Los personajes pertenecen a Stephenie Meyer, la historia es mía.
¡Disfruten!
—Entonces, ¿es oficial? — me preguntó Alice, dando un sorbo al té
—Sí, estoy muy contenta — le sonreí
—Me pone muy bien amiga, ¿Cuánto tiempo ya van?
—Casi dos meses. — reí sin poder creerlo
—¿Dos? Vaya… y ¿Qué harán?
—¿Con qué? — fruncí el ceño
—Cuando el verano acabe… — musitó
—No lo sé Alice, no pienso en eso. Pienso en lo que nos está pasando. — le respondí tajante, algo molesta
—Pero Bella, debes pensarlo. Todo termina, y lo suyo no dur…
—Basta — la corté enojada —, no acabará.
—Bien, disculpa por ser realista. — dijo con ironía
—Al, no quiero pelearme contigo. Es que, no quiero pensar en cosas tan negativas. — dije entrecerrando mis ojos
—Yo tampoco quiero pelear, lo que pasa es que… no quiero que sufras amiga.
—Gracias por preocuparte, en serio. — la abracé
Alice se fue de mi casa, después de tomar el té, que había sido bastante tensionado.
Por la noche debía ir a la casa de Edward, le llevaría un cuadro de regalo. Había pintado un paisaje hermoso, y una pareja de novios, a un lado.

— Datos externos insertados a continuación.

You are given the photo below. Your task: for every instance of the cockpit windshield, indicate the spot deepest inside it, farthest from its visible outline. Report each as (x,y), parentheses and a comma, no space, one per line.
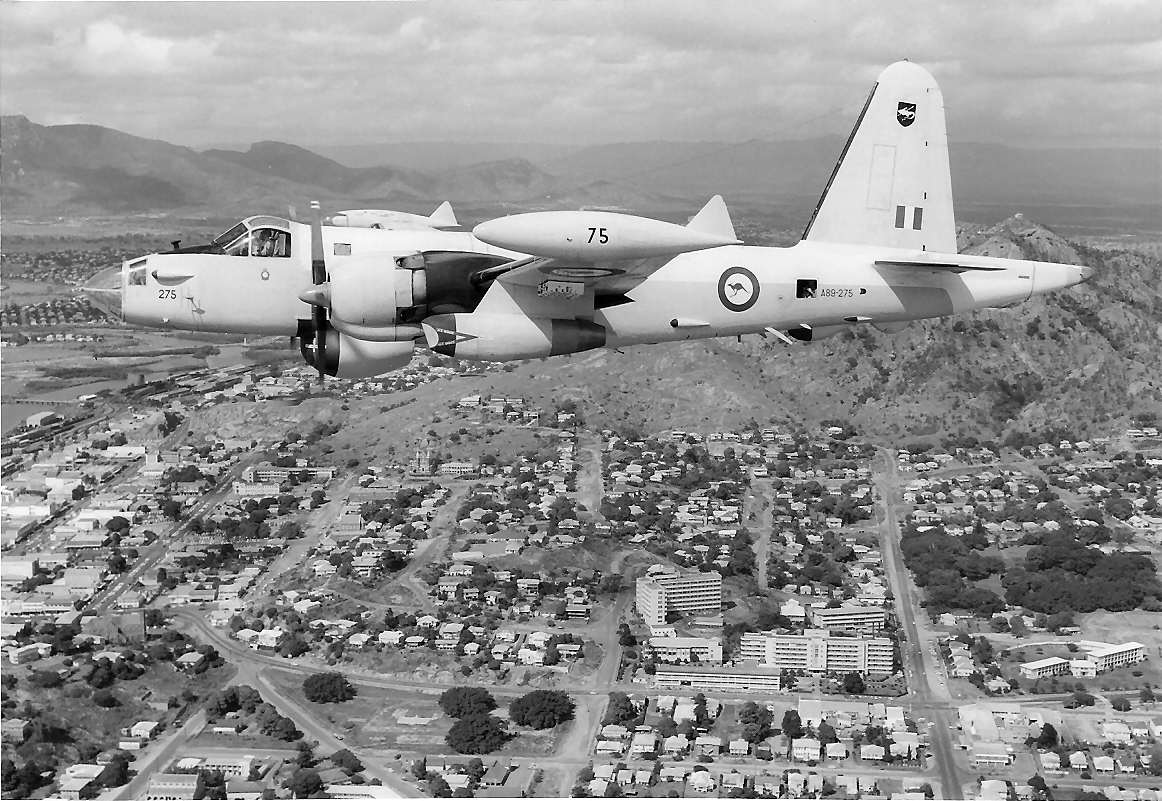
(257,236)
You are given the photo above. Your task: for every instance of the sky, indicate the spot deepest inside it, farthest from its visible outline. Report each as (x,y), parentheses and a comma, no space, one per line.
(1028,73)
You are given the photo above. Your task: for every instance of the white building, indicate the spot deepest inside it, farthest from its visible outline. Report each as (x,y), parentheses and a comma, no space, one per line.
(662,591)
(819,652)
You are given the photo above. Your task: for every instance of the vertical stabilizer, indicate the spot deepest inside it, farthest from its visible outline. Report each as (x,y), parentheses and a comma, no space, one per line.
(891,185)
(714,219)
(443,216)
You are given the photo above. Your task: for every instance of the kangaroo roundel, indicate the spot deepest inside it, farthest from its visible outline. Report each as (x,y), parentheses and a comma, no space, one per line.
(738,288)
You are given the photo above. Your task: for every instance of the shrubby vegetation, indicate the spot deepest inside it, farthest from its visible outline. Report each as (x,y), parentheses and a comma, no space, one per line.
(328,688)
(1062,576)
(464,701)
(542,708)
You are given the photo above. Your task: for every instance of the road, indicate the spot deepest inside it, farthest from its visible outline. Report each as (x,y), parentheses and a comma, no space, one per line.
(759,521)
(926,681)
(156,757)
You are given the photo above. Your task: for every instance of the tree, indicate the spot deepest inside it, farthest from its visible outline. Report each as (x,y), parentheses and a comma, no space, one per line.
(757,722)
(328,687)
(103,698)
(116,772)
(853,684)
(621,709)
(1047,739)
(1156,759)
(477,734)
(303,784)
(461,701)
(793,727)
(346,760)
(542,709)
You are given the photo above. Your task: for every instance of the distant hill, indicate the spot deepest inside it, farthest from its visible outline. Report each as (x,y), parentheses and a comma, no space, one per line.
(93,170)
(303,166)
(52,170)
(436,156)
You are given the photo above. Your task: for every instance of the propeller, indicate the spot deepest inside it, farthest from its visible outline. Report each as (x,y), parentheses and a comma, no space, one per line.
(318,292)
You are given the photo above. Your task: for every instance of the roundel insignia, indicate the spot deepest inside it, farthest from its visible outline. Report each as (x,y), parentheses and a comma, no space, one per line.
(738,288)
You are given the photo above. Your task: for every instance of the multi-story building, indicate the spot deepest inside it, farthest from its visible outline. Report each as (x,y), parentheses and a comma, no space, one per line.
(1112,657)
(264,473)
(1044,667)
(819,652)
(723,679)
(687,649)
(865,620)
(662,591)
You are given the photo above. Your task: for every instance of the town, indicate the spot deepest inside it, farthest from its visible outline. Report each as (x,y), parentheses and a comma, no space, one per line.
(522,601)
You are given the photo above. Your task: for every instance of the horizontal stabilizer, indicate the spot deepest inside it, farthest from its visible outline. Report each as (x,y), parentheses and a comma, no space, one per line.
(444,216)
(945,266)
(714,219)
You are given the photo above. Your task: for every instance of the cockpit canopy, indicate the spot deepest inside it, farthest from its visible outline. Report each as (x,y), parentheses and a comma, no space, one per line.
(257,236)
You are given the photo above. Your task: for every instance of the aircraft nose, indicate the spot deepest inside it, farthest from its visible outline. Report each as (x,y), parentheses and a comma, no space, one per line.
(103,291)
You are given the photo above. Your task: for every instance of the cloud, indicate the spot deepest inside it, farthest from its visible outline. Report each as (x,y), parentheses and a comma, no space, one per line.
(571,71)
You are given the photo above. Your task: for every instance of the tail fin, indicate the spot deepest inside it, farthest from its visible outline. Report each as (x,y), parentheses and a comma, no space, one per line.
(443,216)
(891,185)
(714,219)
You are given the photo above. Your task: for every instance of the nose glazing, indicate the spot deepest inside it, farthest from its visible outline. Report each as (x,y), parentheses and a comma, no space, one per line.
(103,291)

De la mano, abrazados, enamorados.
¿Podía el amor ser algo tan fuerte? Estaba tan enamorada de él, no quería separarme de Edward ni un segundo, si era por mí, podía pasarme todo el resto de mi vida a su lado.
Tomé mi bicicleta y partí hacia la casa de Edward, donde vivía con su padre Carlisle. Me había hablado un poco de él, era viudo, pero muy amable. Esme había fallecido cuando Edward era un niño, una historia triste, Edward debía contarme un poco más.
Llegando a la casa de Edward, pude divisarlo a él y a un hombre mayor, sentados en el porche.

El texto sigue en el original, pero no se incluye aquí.